Not really. This day was coming, and I had expected Android to surpass Windows by the end of 2015, though given the pace–Google has added 400 million new Android users since May 2014–it looks like that won’t happen. So sometime in 2016.

As Microsoft has transitioned to the “mobile first, cloud first” era, I’ve cautioned Windows/Microsoft fans to get ready for this day, and for the inevitable future in which Windows is in fact the smallest of the three big personal computing platforms, behind Android and iOS.This is inevitable given that Windows has only seen success on PCs, while Android and iOS are dominant on smart phones and tablets. The market for smart phones is much bigger than that for PCs, and the tablet market is getting close, despite recent slowdowns.

As relevant, most new Android users are now coming from emerging markets such as Indonesia and Vietnam, and in these places a smart phone will be the only PC many users ever own. With Windows, the installed base is contracting, and few new users are coming on board.
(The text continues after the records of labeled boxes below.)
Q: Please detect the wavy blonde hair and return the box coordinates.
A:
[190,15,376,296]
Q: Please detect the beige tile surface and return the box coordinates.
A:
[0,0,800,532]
Given recent antitrust issues in the EU and United States, it is possible—not likely, but possible—that Google will be forced to separate its own apps from the Android platform. Some may argue that if this happens, the notion of a dominant “Android” may be a bit less meaningful. I don’t see it that way. On Windows, users are free to run Microsoft applications or whatever applications they want, and no one would ever say a Windows PC shouldn’t be counted if that user uses Chrome, iTunes and LibreOffice instead of Microsoft’s apps.

Anyway, nothing has really changed. Android is the new Windows. As it has been for a few years, really.